If the notion of gonadal failure and bioidentical hormones ever take off, will we ever know if they’re causing more cancer and heart attacks? I doubt it. It was a huge study that led to the discovery that hormones in drugs such as Premarin caused more cancer and heart attacks. It took a lot of time and a lot of money, and that kind of study probably won’t be done for something like an over-the-counter supplement. So IF it causes more deaths, the women it kills can probably remain in ignorance about it.
There are just two more things to say. First, why do women have to get all the menopause and hot flashes and other symptoms? Why doesn’t this happen to men?
Well, the answer’s probably that it’s more energy expensive to maintain a woman’s reproductive system than it is to maintain a man’s. So to help women survive longer, it makes more sense to switch off their reproductive capabilities in their later years. And, interestingly enough, women DO tend to live longer than men do. Could it partly be because they’ve gone through menopause? I wonder.

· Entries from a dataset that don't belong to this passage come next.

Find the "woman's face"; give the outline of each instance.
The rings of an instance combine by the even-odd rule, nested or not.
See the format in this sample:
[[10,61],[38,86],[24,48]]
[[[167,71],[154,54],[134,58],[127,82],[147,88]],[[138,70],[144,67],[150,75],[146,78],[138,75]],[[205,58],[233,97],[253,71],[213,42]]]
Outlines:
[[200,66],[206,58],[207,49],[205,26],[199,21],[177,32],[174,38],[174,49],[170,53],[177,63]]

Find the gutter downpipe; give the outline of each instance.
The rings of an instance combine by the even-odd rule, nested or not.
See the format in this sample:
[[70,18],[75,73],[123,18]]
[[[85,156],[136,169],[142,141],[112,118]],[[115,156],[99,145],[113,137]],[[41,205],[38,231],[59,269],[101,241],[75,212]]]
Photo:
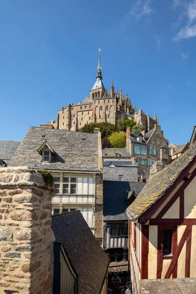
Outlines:
[[131,216],[129,214],[129,213],[127,212],[127,211],[126,211],[126,210],[125,209],[125,212],[126,214],[126,215],[127,216],[127,217],[128,217],[128,273],[129,273],[129,280],[130,282],[130,284],[131,283],[132,284],[132,293],[133,294],[138,294],[137,290],[137,286],[136,286],[136,281],[135,280],[135,275],[134,274],[132,274],[132,276],[133,277],[133,282],[132,281],[131,281],[131,275],[130,274],[130,272],[131,272],[131,271],[133,273],[134,272],[134,267],[133,267],[133,261],[132,259],[132,257],[130,258],[130,224],[131,224],[131,220],[132,220],[133,221],[133,222],[134,222],[134,223],[136,223],[138,222],[138,219],[132,219],[131,217]]

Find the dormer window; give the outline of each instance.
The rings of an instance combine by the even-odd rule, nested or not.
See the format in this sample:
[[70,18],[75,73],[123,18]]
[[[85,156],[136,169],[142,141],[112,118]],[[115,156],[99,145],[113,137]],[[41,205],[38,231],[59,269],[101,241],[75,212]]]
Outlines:
[[51,154],[54,154],[54,151],[47,141],[45,141],[37,151],[42,155],[42,162],[51,162]]

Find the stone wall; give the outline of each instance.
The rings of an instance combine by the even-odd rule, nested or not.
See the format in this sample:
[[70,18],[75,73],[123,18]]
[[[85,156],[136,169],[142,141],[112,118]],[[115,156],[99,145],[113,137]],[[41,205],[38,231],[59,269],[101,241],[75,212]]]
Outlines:
[[118,181],[120,174],[123,175],[123,182],[137,182],[138,167],[103,167],[103,180]]
[[96,205],[95,210],[95,236],[102,242],[103,234],[103,174],[96,175]]
[[0,168],[0,293],[51,294],[51,191],[27,168]]

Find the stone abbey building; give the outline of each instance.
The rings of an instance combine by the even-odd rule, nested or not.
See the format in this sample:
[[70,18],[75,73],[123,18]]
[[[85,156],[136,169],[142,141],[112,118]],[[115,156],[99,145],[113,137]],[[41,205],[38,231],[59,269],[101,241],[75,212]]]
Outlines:
[[141,109],[137,113],[136,107],[133,107],[127,93],[124,97],[121,88],[119,93],[115,92],[113,80],[110,92],[108,93],[102,81],[100,50],[96,78],[90,91],[90,98],[86,97],[82,103],[79,101],[75,104],[69,103],[66,107],[62,107],[58,111],[56,121],[41,124],[40,126],[76,131],[90,122],[107,122],[116,124],[119,120],[130,119],[138,124],[144,124],[147,131],[149,131],[158,123],[156,113],[153,119]]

Now here’s the last, last thing. About those awful menopausal symptoms. I asked a chiropractor friend about them, and he said something that surprised me quite a bit at first. “Menopausal symptoms?” he said. “Then those women should have their adrenals checked.”
I started to turn to him and give him a lecture about anatomy. “No, no,” I was ready to say. “The adrenals and the ovaries are two different things.” But, in a nick of time, I decided that maybe, in addition to knowing his left foot from his right, he might know the rest of human anatomy. So I let him keep talking.
“You see,” this holistic doctor said, “after a woman’s menopause, when the ovary production of hormones has declined, there are still sex hormones being produced, but it’s a job that’s done at a much lower level of output, through organs such as the adrenal glands. But if a woman’s stressed, and her adrenals are burned out, then she’s going to have a lot of menopause systems. At least that’s been my experience.”
So ladies, less stress, anyone? And how about checking those adrenals.
And gonadal failure people, please, please, stay away.